Bij de Driekapittelstrijd ging het in de zesde en zevende eeuw om een interne kerkelijke twist over de verhouding tussen de goddelijke en menselijke natuur van Jezus Christus.

Het Concilie van Chalcedon (451) had de christologische strijd over de natuur van Jezus-Christus niet kunnen bijleggen, maar een serie nieuwe schisma’s veroorzaakt. In 519 werd in ieder geval onder keizer Justianus I het Acaciaans schisma tussen de Kerken van Rome en Constantinopel bijgelegd. Er bleef echter een zeker wantrouwen bestaan en vooral de kloof tussen de diofysitische "orthodoxe" Kerk en de in Syrië en Egypte talrijke monofysieten werd door deze bijlegging nog verder verdiept. Keizer Justinianus (527–565) probeerde daarom uit politieke noodzaak en onder invloed van keizerin Theodora I een toenadering te bewerken. In een poging om ook de monofysitische, antichalcedonense kerkgemeenschappen in het Byzantijnse Rijk weer in de christelijke orthodoxie op te nemen, streefde de keizer vanaf 532 naar de veroordeling van de hoofdschuldigen aan de nestoriaanse ketterij uit de tijd voor het Concilie van Efeze (431). Het Nestorianisme was twintig jaar voor Chalcedon de gemeenschappelijke tegenstander van de orthodoxen en de monofysieten geweest, en Justinianus hoopte kennelijk, door een terugval op deze tegenstelling een verzoening te bereiken.

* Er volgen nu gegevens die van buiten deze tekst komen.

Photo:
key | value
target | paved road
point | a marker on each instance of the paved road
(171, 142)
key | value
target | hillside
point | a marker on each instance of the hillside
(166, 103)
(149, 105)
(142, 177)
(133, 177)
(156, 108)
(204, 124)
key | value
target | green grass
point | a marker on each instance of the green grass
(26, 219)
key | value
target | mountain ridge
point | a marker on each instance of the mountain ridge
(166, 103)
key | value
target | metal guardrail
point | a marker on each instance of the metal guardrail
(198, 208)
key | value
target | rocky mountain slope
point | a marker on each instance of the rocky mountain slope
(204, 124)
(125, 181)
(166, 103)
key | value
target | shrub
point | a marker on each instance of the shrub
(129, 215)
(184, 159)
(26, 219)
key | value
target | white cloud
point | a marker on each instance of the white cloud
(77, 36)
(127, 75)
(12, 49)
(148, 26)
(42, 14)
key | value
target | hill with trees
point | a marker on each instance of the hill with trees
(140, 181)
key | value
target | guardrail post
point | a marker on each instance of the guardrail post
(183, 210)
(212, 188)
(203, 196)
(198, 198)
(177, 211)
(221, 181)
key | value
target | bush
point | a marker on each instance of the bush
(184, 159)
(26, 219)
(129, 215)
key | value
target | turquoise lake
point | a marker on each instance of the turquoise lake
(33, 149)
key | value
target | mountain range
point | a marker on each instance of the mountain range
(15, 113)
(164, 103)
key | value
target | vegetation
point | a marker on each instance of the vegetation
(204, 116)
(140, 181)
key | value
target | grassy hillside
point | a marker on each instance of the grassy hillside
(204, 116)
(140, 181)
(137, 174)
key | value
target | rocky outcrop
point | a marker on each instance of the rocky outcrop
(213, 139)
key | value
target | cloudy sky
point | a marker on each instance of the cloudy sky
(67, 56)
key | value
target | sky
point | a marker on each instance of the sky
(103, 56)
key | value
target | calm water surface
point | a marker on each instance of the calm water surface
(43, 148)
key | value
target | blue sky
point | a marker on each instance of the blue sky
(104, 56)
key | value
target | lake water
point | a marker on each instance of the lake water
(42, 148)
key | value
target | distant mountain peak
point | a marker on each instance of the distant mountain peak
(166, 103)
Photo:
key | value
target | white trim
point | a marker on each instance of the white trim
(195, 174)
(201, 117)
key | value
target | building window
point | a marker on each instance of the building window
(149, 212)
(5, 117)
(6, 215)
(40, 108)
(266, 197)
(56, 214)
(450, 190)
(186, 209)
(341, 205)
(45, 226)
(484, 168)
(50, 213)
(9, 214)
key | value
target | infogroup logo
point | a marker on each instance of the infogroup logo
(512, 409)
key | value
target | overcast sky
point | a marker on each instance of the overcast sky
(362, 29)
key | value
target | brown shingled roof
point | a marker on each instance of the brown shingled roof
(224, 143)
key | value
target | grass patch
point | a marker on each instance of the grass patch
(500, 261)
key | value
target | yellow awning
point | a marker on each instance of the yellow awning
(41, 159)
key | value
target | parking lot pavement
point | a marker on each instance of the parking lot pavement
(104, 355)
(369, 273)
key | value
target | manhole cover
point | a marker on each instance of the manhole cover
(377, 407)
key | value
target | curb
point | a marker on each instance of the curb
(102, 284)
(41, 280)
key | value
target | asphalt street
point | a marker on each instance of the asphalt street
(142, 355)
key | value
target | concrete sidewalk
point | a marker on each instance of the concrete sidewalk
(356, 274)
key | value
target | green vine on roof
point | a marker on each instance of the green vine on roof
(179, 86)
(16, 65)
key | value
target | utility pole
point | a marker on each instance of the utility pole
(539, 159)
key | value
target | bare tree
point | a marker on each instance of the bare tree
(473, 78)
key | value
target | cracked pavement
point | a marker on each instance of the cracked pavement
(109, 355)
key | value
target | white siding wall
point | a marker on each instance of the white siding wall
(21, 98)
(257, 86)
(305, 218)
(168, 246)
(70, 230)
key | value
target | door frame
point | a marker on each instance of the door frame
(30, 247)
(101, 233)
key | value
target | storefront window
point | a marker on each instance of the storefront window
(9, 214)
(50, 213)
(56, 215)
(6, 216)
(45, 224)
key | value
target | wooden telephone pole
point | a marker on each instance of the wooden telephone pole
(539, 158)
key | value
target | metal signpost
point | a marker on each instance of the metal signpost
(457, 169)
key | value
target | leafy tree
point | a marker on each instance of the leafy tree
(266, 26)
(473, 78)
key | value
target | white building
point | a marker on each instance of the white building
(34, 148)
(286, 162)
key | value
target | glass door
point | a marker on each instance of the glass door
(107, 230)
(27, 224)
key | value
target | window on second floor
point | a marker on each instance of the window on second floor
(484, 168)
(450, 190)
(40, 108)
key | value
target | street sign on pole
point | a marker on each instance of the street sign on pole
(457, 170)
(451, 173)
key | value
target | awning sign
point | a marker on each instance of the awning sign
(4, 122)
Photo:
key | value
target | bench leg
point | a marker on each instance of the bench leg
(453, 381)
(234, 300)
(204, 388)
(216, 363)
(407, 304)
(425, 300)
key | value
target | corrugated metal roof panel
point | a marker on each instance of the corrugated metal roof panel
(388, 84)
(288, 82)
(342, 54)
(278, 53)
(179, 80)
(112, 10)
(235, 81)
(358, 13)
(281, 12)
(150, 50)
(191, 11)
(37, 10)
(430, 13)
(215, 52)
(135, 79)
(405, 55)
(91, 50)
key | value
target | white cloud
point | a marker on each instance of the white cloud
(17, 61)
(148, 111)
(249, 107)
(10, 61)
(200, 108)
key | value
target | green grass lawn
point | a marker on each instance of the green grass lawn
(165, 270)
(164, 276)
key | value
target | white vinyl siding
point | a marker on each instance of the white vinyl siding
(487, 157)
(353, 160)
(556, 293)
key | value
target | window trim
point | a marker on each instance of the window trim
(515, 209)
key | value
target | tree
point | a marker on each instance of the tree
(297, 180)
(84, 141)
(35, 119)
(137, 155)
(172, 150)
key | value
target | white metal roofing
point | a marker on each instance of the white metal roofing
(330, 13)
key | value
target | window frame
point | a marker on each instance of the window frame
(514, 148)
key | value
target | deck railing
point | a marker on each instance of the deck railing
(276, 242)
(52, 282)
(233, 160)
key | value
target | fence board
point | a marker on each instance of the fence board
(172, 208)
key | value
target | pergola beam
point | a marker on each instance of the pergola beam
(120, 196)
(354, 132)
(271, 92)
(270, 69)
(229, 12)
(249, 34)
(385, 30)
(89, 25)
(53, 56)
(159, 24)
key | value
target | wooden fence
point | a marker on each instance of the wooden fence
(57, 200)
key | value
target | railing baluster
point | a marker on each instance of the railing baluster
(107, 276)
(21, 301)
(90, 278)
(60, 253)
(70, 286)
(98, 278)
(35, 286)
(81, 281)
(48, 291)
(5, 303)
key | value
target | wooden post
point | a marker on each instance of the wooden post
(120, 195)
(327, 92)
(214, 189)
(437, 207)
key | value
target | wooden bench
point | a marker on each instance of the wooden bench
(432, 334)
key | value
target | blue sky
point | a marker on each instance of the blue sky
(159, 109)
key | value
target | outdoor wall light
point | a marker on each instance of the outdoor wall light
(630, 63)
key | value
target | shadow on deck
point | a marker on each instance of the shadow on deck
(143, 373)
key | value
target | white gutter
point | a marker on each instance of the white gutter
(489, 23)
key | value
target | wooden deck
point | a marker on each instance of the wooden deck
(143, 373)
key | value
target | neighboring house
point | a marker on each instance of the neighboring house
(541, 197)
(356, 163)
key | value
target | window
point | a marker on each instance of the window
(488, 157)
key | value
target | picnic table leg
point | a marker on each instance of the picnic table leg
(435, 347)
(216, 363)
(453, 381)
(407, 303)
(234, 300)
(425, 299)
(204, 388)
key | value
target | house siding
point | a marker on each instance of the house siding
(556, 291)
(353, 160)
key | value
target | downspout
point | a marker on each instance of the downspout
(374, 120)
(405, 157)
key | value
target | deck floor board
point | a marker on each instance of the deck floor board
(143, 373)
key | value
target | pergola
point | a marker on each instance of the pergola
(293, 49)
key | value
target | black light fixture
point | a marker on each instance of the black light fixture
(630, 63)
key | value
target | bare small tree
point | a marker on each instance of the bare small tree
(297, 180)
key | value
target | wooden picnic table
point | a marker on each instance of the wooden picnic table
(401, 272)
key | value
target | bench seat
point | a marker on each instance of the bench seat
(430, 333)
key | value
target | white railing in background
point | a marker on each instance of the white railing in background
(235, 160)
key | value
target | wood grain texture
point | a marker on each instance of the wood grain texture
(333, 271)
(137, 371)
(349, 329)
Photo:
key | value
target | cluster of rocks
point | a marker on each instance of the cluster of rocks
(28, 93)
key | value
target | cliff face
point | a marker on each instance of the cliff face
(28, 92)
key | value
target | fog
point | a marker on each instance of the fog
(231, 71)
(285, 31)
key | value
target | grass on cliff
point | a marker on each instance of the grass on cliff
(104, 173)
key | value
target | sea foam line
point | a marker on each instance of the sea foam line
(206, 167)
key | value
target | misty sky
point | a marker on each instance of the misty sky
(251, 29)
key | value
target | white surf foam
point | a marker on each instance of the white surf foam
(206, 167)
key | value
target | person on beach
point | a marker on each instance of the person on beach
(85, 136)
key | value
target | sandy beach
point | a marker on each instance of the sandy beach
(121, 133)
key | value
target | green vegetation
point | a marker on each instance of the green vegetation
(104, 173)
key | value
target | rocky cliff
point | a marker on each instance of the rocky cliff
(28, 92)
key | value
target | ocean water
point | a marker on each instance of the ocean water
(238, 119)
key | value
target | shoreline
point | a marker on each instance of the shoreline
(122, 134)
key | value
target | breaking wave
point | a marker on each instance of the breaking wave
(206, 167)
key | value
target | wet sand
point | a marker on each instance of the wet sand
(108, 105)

De drie omstreden theologen waren: Ibas van Edessa († 457), Theodoretus van Cyrrhus († 466) en Theodorus van Mopsuestia († 428) met de door hen geproduceerde geschriften, onder andere de brief van Ibas von Edessa aan de Pers Mari. Vooral het werk en de persoon van Theodorus van Mopsuestia werden door keizer Justinianus in 551 in het Driekapitteldecreet, volledig bewaard gebleven in de Chronicon Paschale (551), als nestoriaans veroordeeld. Onder de „drie Kapittels“ verstaat men de persoon en het werk van de drie theologen.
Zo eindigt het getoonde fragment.